Por: Óscar Guarín Martínez y Gilberto Loaiza Cano

Tomado de:
http://www.revistanumero.com/index.php?option=com_content&task=view&id=617&Itemid=39&catid=0

Nota de Albicentenario: “En Número celebramos el Bicentenario” es la palabra que abre la edición 65 de la revista bogotana Número (junio-julio-agosto-2010) cuyo contenido destacamos, no sin dejar de observar que la carátula, al igual que el Gobierno Nacional y la Marcha Patriótica, se descentró del hecho conmemorado, el Grito de Independencia de 1810, y destacó a Bolívar, figura de 1819, con lo que se aporta al OLVIDO de los hechos de 1810, que es justamente la tesis del artículo principal del profesor Guarín que de la revista tomamos.

 

EL 20 DE JULIO DE 1810 Y LA MEMORIA DOMESTICADA
¿Qué pasó realmente el 20 de julio de 1810 en Santafé, capital del Nuevo Reino de Granada? El historiador Óscar Guarín, quien en los últimos años ha hecho una recopilación de documentos históricos que se han publicado en Número, presenta un análisis sobre la fecha, su significación y lo que pasaba en la ciudad.

Por Óscar Guarín Martínez

Historiador y magíster en historia de la Universidad Javeriana. Es profesor asistente del Departamento de Historia en dicha universidad, e investigador en el área de historia social del siglo XIX.

EXTRACTO

Las fechas fundacionales son construcciones simbólicas que pretenden crear y fijar en la memoria colectiva una representación particular del pasado. Estas fechas, paradójicamente, se construyen de manera retrospectiva, y la amplificación y la selección de unos hechos por sobre otros obedecen exclusivamente a decisiones políticas e ideológicas, más que a razones históricas. En la mayoría de las ocasiones se trata de relatos aspiracionales, en los que los deseos del presente condicionan y acomodan la realidad del pasado. Su fijación se realiza mediante actos administrativos que pretenden domesticar y hegemonizar la memoria de lo que se ha de celebrar y aquello que no, y se apoya en una serie de rituales artificiales que con el tiempo se configuran como «tradición»1.

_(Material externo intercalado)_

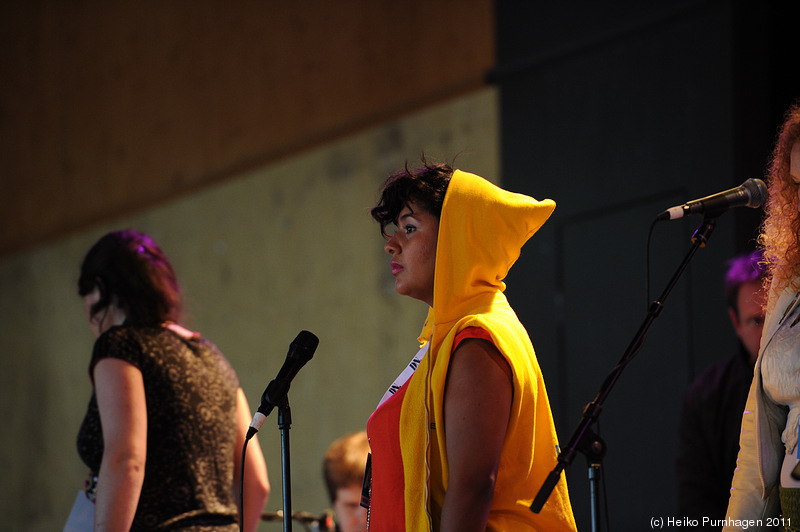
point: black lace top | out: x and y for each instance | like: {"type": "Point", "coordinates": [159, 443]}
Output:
{"type": "Point", "coordinates": [190, 389]}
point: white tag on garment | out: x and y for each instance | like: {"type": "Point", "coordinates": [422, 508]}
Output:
{"type": "Point", "coordinates": [406, 374]}
{"type": "Point", "coordinates": [81, 518]}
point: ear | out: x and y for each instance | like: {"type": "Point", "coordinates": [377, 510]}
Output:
{"type": "Point", "coordinates": [734, 319]}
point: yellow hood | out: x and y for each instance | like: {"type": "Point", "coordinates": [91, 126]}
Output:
{"type": "Point", "coordinates": [481, 232]}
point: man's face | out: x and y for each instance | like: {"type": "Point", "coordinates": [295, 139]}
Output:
{"type": "Point", "coordinates": [350, 515]}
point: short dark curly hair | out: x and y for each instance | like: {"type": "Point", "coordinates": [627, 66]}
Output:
{"type": "Point", "coordinates": [129, 267]}
{"type": "Point", "coordinates": [425, 186]}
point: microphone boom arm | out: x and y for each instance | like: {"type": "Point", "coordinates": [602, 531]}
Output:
{"type": "Point", "coordinates": [584, 439]}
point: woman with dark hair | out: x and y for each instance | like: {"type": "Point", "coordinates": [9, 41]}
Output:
{"type": "Point", "coordinates": [766, 482]}
{"type": "Point", "coordinates": [464, 438]}
{"type": "Point", "coordinates": [165, 426]}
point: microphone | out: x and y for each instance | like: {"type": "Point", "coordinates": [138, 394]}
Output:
{"type": "Point", "coordinates": [300, 351]}
{"type": "Point", "coordinates": [323, 523]}
{"type": "Point", "coordinates": [752, 193]}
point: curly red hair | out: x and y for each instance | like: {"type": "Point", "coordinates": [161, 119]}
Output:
{"type": "Point", "coordinates": [780, 233]}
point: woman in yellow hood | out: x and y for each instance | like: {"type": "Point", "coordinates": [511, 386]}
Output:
{"type": "Point", "coordinates": [464, 438]}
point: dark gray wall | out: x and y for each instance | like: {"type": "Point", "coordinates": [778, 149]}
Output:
{"type": "Point", "coordinates": [618, 112]}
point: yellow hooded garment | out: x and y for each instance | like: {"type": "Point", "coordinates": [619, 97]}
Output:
{"type": "Point", "coordinates": [481, 232]}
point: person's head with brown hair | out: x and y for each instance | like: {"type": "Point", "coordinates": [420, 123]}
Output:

El 20 de julio es una de esas fechas controvertidas y controvertibles, con la cual se establecieron el hito de la fundación de la república y la celebración de su independencia.

(…)

Una serie de ideas y conceptos prevalecen en esta interpretación de la historia. Podríamos empezar por señalar algunos elementos claves en la estructura del relato de la independencia: ésta fue un logro de una minoría intelectual y política, que tuvo las luces suficientes para dirigir acertadamente el proceso. Las clases populares no participaron en la independencia, y si lo hicieron fue con la exclusiva dirección de esta minoría, o en muchos otros casos, y debido a su ignorancia, alineados en el bando enemigo4. En segundo término, la independencia fue una confrontación entre dos proyectos políticos: el realista y el patriota. Por tanto, sólo hubo dos bandos en la confrontación; se trató, pues, de una guerra de liberación nacional, en la que las autoridades españolas fueron desconocidas y los españoles expulsados del territorio nacional5. En tercera instancia, el proyecto independentista estuvo asociado a un sentimiento generalizado y homogéneo, que se apoyó en una idea de identidad y de unidad, que presagió lo nacional6. 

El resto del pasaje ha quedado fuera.